Zahara Hyde

Personal information
- Nationality: British (English)
- Born: 12 January 1963 (age 62)

Sport
- Sport: Athletics
- Event: long distance running
- Club: Woking AC

= Zahara Hyde =

English long-distance runner

Zahara Hyde (born 12 January 1963), is a former track and field athlete who competed for England in Athletics.

== Biography ==
Hyde became the British 10,000 metres champion after winning the British AAA Championships title at the 1994 AAA Championships.

She represented England in the 10,000 metres event, at the 1994 Commonwealth Games in Victoria, Canada.

==Professional career==
Hyde is an Executive Programme Director for the NHS. She graduated from an NHS Fast Track programme with Harvard Kennedy School in 2015. The programme looks at global healthcare systems; transformational change in public sector and value models for healthcare.

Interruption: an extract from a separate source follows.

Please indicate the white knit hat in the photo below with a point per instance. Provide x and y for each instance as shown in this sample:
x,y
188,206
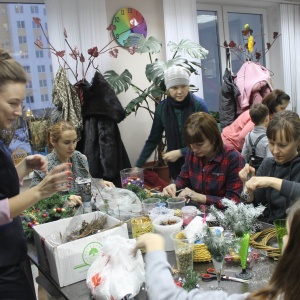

She has held several senior positions within sport, including CEO of British Triathlon between 2008-2014. She oversaw a period of phenomenal growth in the sport following the successful London 2012 Olympic Triathlon event, in which Great Britain won a gold and a bronze medal. She was recognised in 2010 for her services to British Sport when she was appointed to the Order of the British Empire (OBE). British Triathlon was also twice named as Sports Governing Body of the Year at the annual UK Sport Industry Awards during her time as CEO.